CANADA FX DEBT-C$ hits 1-month high on strong factory data; eye on Fed

* C$ at C$1.0295 vs US$ or 97.13 U.S. cents
    * Factory sales rose by 1.7 percent in July
    * Focus on U.S. Fed ahead of Wednesday announcement
    * Canadian bond prices mixed

    By Leah Schnurr
    TORONTO, Sept 17 (Reuters) - The Canadian dollar
strengthened on Tuesday, boosted by surprisingly strong factory
sales, but the currency was kept in a range the day before the
U.S. central bank is expected to announce it will start to
unwind its economic stimulus. 
    Canadian manufacturing sales rose more than expected in July
as most sectors gained, suggesting economic growth could be
picking up. Still, analysts said more data was needed to
complete the picture. 
    The data helped support the dollar, but much of investors'
attention was focused south of the border, with the Federal
Reserve kicking off its two-day policy-setting meeting with a
statement to come on Wednesday.
    Markets largely expect the Fed will begin slowly withdrawing
its massive economic stimulus program.
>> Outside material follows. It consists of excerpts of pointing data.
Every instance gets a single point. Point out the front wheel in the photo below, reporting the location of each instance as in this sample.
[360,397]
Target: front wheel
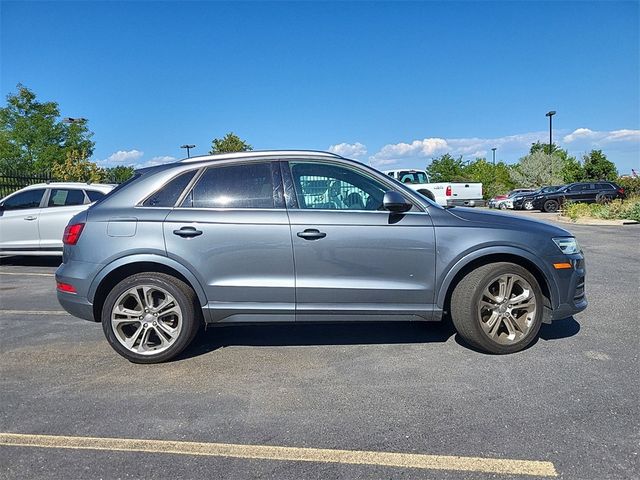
[498,308]
[150,317]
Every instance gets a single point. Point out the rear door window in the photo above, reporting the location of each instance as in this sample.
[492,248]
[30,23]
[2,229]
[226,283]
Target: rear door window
[28,199]
[235,186]
[65,197]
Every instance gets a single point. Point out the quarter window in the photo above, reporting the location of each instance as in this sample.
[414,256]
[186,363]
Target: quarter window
[235,186]
[65,198]
[331,187]
[168,195]
[20,201]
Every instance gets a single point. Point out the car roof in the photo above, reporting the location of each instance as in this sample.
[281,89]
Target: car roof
[105,187]
[259,154]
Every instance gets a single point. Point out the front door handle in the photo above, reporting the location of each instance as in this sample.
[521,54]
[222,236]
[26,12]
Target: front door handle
[312,234]
[187,232]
It is currently buying
$85 billion in assets a month and investors anticipate the Fed
will reduce that by a moderate amount.
    "With both the current and potentially future Fed governors
being a little bit more on the dovish side, I think any pullback
in bond buying would be modest, as they've signaled so far,"
said Don Mikolich, executive director of foreign exchange sales
at CIBC World Market.
    While the Fed's purchase program - known as quantitative
easing - has boosted equities and other assets this year,
Mikolich said the announcement of a small reduction could be
positive for the Canadian dollar, as it suggests an improving
economy in the United States, Canada's biggest trading partner, 
    The Canadian dollar ended at C$1.0295 to the U.S.
dollar, or 97.13 U.S. cents, stronger than Monday's session
close of C$1.0325, or 96.85 U.S. cents. 
    The loonie climbed as high as $1.0275, making a more than
one-month peak.
    The Fed announcement is expected at 2:00 pm EDT (1800 GMT)
on Wednesday.
    "You've coalesced around a really strong consensus of a
modest taper of 10 to 15 billion dollars, so I think it would
come as quite a surprise to markets if they chose something
different tomorrow," said Mark Chandler, head of Canadian fixed
income and currency strategy at Royal Bank of Canada in Toronto.
    At home, investors will also be watching a speech from Bank
of Canada Governor Stephen Poloz scheduled for Wednesday.
    Prices for Canadian government bonds were mixed across the
maturity curve, with the two-year bond up 1 Canadian
cent to yield 1.261 percent, and the benchmark 10-year bond
 rose 7 Canadian cents to yield 2.769 percent.